Stress doesn’t have to break students

That special time of Fall Semester is fast approaching, and students are beginning to feel the burdens of their courses as the first test of academic mettle slowly materializes in the temporal plane: MIDTERMS. But for some students, particularly those further along on the path of education, a midterm is just as important as a final exam, which means they will feel all of the stress and anxiety that accompanies finals here at midterm time. But luckily for U students, there are ample opportunities here at the U to help cope with anxiety and get past these trying times.

Exercise is a wonderful way to help dissipate the enormous pressures academia can deposit on the backs of any scholar. There is a reason grade schools often required PE classes, and it isn’t to torment those less physically inclined. It is one of the best methods of helping us to cope with stress, as well as keeping the body healthy and fit. Many students choose to run as their means of physical activity, but there is a wide range of other physical activities available at the U, such as ESSF classes, which can be taken for credit or non-credit; the Field House, which provides free admission to U students; the bike lanes, which allow cyclists to share the road with traffic; and an Olympic-sized swimming pool.
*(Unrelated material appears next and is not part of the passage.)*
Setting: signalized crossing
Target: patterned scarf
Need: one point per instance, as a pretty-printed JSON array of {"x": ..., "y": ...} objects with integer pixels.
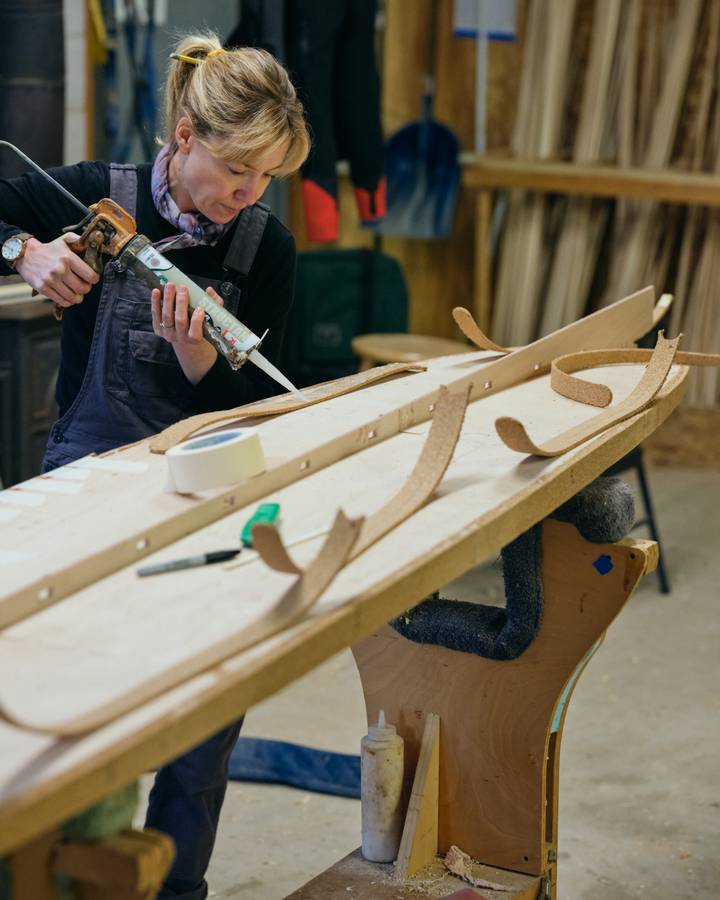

The Bonneville Shoreline Trail can also be easily accessed by the Utah Museum of Natural History at 301 Wakara Way.

The U also offers a wonderful counseling program to students looking for a little guidance on how to deal with the stress and anxiety that comes with the demands of student life. Counseling is not what many people imagine it to be — i.e. a long couch and a frowning Freudian psychologist charging the patient exorbitant amounts of money. On the contrary, it is a very inexpensive way to access a positive environment with a counselor who has been matched with the client and who will work quickly and effectively to find strategies the client can actively use in everyday life. The methods work, and they don’t even take that long, making this a great option for U students.

Finally, the U is home to many student clubs and groups that cover a variety of different interests and causes. The good environment offered by these organizations provides stressed students with a break from work and a great opportunity to make new friends and form networks. Having these friends who will listen can greatly ease the burdens of academia.

While these strategies may be effective for some, other students may not find any of this to be their cup of tea, and that is perfectly fine. Everyone is different and has their own way of coping with stress. Perhaps the simplest, if not the most important, thing to do during these times of heavy studying is to take breaks, get outside and forget the man-made cares of education and future-oriented career planning and simply be humans enjoying nature, if only for a few minutes a day. It helps more than you might think.